A light-weight project which runs pytorch on angel, providing pytorch the ability to run with high-dimensional models.
Pytorch on Angel's architecture design consists of three modules:
- python client: python client is used to generate the pytorch script module.
- angel ps: provides a common Parameter Server (PS) service, responsible for distributed model storage, communication synchronization and coordination of computing.
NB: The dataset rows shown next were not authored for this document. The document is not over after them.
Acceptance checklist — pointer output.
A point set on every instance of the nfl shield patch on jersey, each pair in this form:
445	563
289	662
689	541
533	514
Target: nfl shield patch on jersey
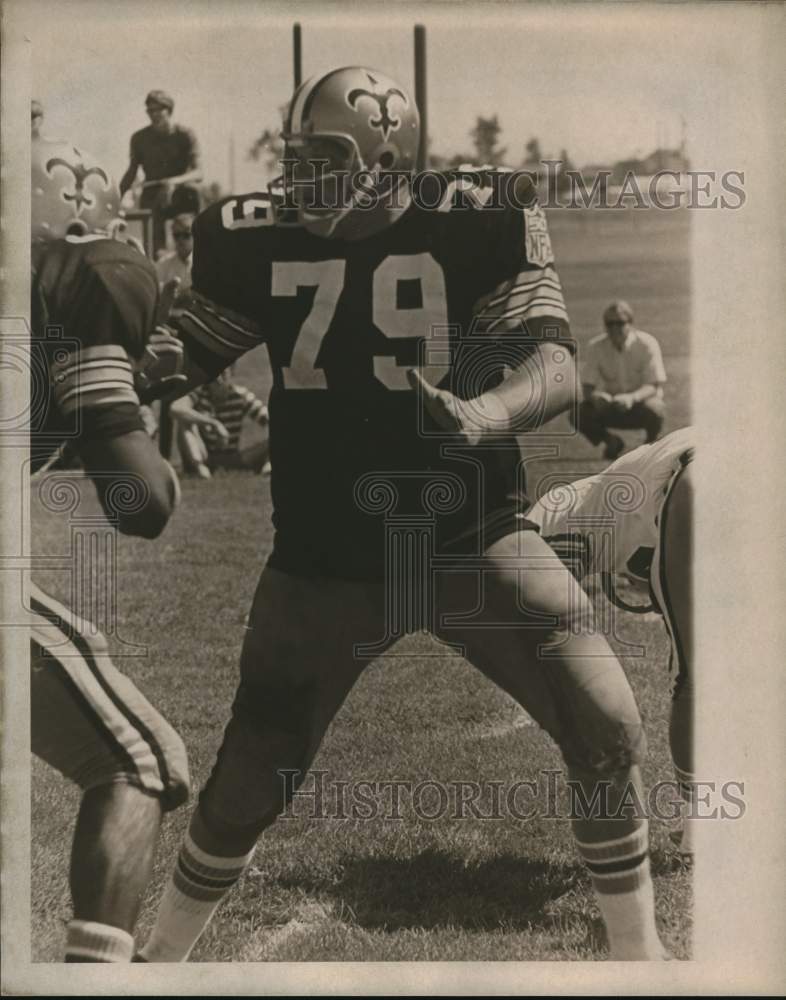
538	245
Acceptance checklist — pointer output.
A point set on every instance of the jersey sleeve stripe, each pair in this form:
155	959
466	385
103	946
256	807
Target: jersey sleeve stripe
526	308
79	381
531	312
208	338
226	317
522	281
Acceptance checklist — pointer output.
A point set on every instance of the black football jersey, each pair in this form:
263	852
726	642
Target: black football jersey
463	289
93	307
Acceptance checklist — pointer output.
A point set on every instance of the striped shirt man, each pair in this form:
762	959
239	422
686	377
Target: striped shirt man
230	404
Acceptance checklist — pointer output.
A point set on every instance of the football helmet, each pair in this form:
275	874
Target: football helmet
351	119
72	194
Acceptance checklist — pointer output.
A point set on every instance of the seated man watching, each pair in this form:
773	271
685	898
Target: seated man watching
210	420
623	380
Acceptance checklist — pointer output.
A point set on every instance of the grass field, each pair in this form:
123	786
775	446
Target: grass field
380	889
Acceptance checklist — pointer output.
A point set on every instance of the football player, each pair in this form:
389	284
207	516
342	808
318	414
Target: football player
636	519
414	325
94	303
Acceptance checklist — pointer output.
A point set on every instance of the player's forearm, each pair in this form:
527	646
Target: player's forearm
190	176
541	388
128	178
643	393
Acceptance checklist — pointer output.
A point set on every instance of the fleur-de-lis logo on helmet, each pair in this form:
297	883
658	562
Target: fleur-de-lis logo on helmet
72	194
384	121
80	173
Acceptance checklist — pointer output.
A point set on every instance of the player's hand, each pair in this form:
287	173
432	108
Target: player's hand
623	401
470	419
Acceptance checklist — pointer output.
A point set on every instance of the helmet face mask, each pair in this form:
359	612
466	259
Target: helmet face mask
349	122
72	194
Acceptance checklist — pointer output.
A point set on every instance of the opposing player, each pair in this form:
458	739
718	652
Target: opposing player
636	519
362	285
94	305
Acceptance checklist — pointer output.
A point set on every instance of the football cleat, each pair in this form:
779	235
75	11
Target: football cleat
72	193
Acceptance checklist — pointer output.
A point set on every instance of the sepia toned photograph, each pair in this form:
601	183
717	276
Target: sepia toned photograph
390	474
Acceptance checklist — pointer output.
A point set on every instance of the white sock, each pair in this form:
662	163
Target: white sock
89	941
198	884
623	888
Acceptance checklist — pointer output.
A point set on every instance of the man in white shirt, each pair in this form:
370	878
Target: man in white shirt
177	264
622	377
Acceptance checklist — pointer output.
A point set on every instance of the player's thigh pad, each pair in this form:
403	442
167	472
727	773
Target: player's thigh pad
90	722
534	637
297	666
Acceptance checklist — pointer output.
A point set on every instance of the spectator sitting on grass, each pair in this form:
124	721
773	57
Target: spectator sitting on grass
210	420
623	378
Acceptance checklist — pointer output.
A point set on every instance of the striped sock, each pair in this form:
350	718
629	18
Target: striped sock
88	941
620	872
198	884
- spark executor: the worker process is responsible for data processing、load pytorch script module and communicate with the
Angel PS Serverto complete model training and prediction, especially pytorch c++ backend runs in native mode for actual computing backend.
- pytorch >=v1.1.0
we recommend using anaconda to install pytorch, run command:
conda install -c pytorch pytorch
pytorch detailed installation documentation can refer to pytorch installation
-
Compiling Environment Dependencies
- Jdk >= 1.8
- Maven >= 3.0.5
-
Source Code Download
git clone https://github.com/Angel-ML/PyTorch-On-Angel.git -
Compile
Run the following command in the java root directory of the source code:mvn clean package -Dmaven.test.skip=trueAfter compiling, a jar package named 'pytorch-on-angel-<version>.jar' will be generated in
targetunder the java root directory.
-
Compiling Environment Dependencies
- gcc >= 5
- cmake >= 3.12
-
LibTorch Download
- Download the
libtorchpackage from here and extract it to the user-specified directory - set TORCH_HOME(path to libtorch) in
CMakeLists.txtunder the cpp root directory
- Download the
-
Compile Run the following command in the
cmake-build-debugdirectory under the cpp root directory:cmake .. makeAfter compiling, a shared library named 'libtorch_angel.so' will be generated in
cmake-build-debugunder the cpp root directory.
pytorch on angel runs on spark on angel, so you must deploy the spark on angel client first. The specific deployment process can refer to documentation.
Use $SPARK_HOME/bin/spark-submit to submit the application to cluster in the pytorch on angel client.
Here are the submit example for deepfm.
-
Generate pytorch script model
users can implement their own algorithms using pytorch. We have implemented some algorithms in the python/recommendation under the root directory, you can run the following command to generate a deepfm model:python deepfm.py --input_dim 148 --n_fields 13 --embedding_dim 10 --fc_dims 10 5 1After executing this command, you will get a model file named deepfm.pt
-
Package c++ library files Package the
libtorch/liblibrary file with the shared library filelibtorch_angel.sogenerated by the compiled cpp submodule, for example, we packaged and named itangel_libtorch.zip -
Upload training data to hdfs upload training data python/recommendation/census_148d_train.libsvm.tmp to hdfs directory
-
Submit to Cluster
source ./spark-on-angel-env.sh $SPARK_HOME/bin/spark-submit \ --master yarn-cluster\ --conf spark.ps.instances=5 \ --conf spark.ps.cores=1 \ --conf spark.ps.jars=$SONA_ANGEL_JARS \ --conf spark.ps.memory=5g \ --conf spark.ps.log.level=INFO \ --conf spark.driver.extraJavaOptions=-Djava.library.path=$JAVA_LIBRARY_PATH:.:./torch/angel_libtorch \ --conf spark.executor.extraJavaOptions=-Djava.library.path=$JAVA_LIBRARY_PATH:.:./torch/angel_libtorch \ --conf spark.executor.extraLibraryPath=./torch/angel_libtorch \ --conf spark.driver.extraLibraryPath=./torch/angel_libtorch \ --conf spark.executorEnv.OMP_NUM_THREADS=2 \ --conf spark.executorEnv.MKL_NUM_THREADS=2 \ --queue $queue \ --name "deepfm for torch on angel" \ --jars $SONA_SPARK_JARS \ --archives angel_libtorch.zip#torch\ #path to c++ library files --files deepfm.pt \ #path to pytorch script model --driver-memory 5g \ --num-executors 5 \ --executor-cores 1 \ --executor-memory 5g \ --class com.tencent.angel.pytorch.examples.ClusterExample \ ./pytorch-on-angel-1.0-SNAPSHOT.jar \ # jar from Compiling java submodule input:$input batchSize:128 torchModelPath:deepfm.pt \ stepSize:0.001 numEpoch:10 partitionNum:5 \ modulePath:$output \
Currently, Pytorch on Angel supports a series of recommendation and deep graph convolution network algorithms.